Snap Inc – the “camera company” as its CEO Evan Spiegel calls it – recently launched its updated version of its camera-enabled Spectacles. And AMEinfo got its hands on a pair for a road test.
Priced at $150, these updated Snapchat Spectacles may not look too different to the ones launched in 2016: they’re still plastic, boast a small camera in the top right lens and are charged via the glasses case. But there are some updates worthy of a mention.
What you get
Snapchat has kept the classic look, but has introduced three new bold colours: onyx, ruby, and sapphire.
The electronics have also been made smaller, meaning the frames are smaller and lighter.
The charging case is also 20% smaller than the original.
Thanks to the glasses being water resistant, you can now use them in shallow water and in the rain (that latter not being so much of a selling point here in the Middle East).
The Specs now take photos as well as videos, with all Snaps transferrable in HD only.
Additionally, dual microphones capture clearer, higher quality sound, reduce wind noise and balance conversations.
Snapchat has also developed a Wi-Fi only import flow that eliminates the need for SD content, so all content is in HD.
Taking a picture and/or video could not be easier. The inbuilt camera allows you to capture memories in a video (30-second max) and send directly to your Android or iPhone via the Snapchat App.

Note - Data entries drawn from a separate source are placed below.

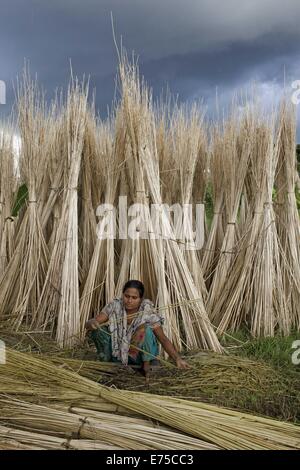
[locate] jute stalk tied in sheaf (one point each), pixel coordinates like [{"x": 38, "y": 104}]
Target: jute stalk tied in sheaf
[
  {"x": 24, "y": 277},
  {"x": 60, "y": 295}
]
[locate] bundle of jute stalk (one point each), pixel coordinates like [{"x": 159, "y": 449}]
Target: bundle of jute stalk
[
  {"x": 224, "y": 428},
  {"x": 87, "y": 215},
  {"x": 8, "y": 181},
  {"x": 237, "y": 148},
  {"x": 108, "y": 429},
  {"x": 254, "y": 290},
  {"x": 189, "y": 149},
  {"x": 157, "y": 259},
  {"x": 59, "y": 299},
  {"x": 288, "y": 221},
  {"x": 23, "y": 279},
  {"x": 57, "y": 171},
  {"x": 14, "y": 439},
  {"x": 215, "y": 237},
  {"x": 99, "y": 286}
]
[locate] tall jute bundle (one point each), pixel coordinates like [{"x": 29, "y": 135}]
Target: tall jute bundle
[
  {"x": 255, "y": 282},
  {"x": 237, "y": 149},
  {"x": 100, "y": 283},
  {"x": 158, "y": 259},
  {"x": 288, "y": 220},
  {"x": 216, "y": 180},
  {"x": 60, "y": 296},
  {"x": 23, "y": 279},
  {"x": 8, "y": 181}
]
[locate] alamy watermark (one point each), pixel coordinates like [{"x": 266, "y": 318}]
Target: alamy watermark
[
  {"x": 2, "y": 92},
  {"x": 2, "y": 353},
  {"x": 183, "y": 223},
  {"x": 296, "y": 353}
]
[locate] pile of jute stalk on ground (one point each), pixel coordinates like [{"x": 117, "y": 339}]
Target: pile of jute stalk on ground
[
  {"x": 228, "y": 380},
  {"x": 56, "y": 271},
  {"x": 43, "y": 406}
]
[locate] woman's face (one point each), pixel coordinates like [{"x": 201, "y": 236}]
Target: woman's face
[{"x": 132, "y": 299}]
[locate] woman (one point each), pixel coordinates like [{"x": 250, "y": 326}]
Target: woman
[{"x": 133, "y": 330}]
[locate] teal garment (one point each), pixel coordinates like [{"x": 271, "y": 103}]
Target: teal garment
[{"x": 102, "y": 339}]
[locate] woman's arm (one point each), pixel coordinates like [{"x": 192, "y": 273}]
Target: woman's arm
[
  {"x": 169, "y": 348},
  {"x": 94, "y": 323}
]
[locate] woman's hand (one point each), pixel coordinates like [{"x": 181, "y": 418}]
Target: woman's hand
[
  {"x": 181, "y": 364},
  {"x": 92, "y": 324}
]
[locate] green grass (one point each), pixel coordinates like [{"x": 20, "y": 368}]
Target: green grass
[{"x": 276, "y": 351}]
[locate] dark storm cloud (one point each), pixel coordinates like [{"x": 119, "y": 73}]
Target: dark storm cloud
[{"x": 193, "y": 46}]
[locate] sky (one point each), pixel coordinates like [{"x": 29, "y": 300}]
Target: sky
[{"x": 196, "y": 48}]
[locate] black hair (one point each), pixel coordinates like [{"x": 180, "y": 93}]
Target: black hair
[{"x": 135, "y": 285}]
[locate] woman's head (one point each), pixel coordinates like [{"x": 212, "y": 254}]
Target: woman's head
[{"x": 133, "y": 293}]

The outward light indicates that you are recording, so there is little danger of recording by accident. The Specs can hold up to 150 videos or 3,000 photos, meaning you can Snap happy all day long and into the weekend.
The circular-shaped Spectacles also boast a UV protection feature – a perfect addition for outside use here in this region. Rubber nose-pads also make them incredibly comfortable to wear.
Lights, camera, action . . .
Here at AMEinfo HQ we’re not easily impressed, but were happy at the increased speed at which our photos were transferred to Snapchat; this is definitely a much faster process than we saw with the original version.
However, Snap could have done better by adding a flash to operate in low light.
And while the design has definitely improved from the original design, the design is not a hit with all, with some users left disappointed by the audio recording and lack of “face-filters”.
In today’s AR and virtual world, it is disappointing that there are not AR or dual-camera options available.
Imagine being able to superimpose elements in the real world?
And think of the opportunities this would present to brands; customers seeing pricing and brand information as they are browsing the shelves.
So do we like Snapchat’s latest-gen Spectacles? They may not have won big in the style points, but they are a considerable improvement on the first version.
We found the tech easy to use and results were exactly what we’d expect from today’s video recording devices and cameras, despite the audio being unclear at times.
Snap has been working with regional influencers and also have in-store theatre (demo units and brand ambassadors) in the Middle East to help build interest and learn more about what users are wanting from today’s camera-enabled specs.
Snapchat may well be “a camera company,” but it remains to be seen if it can be a “good camera company”.
With Version 3.0 mooted for 2019, we’ll be keeping our eyes peeled.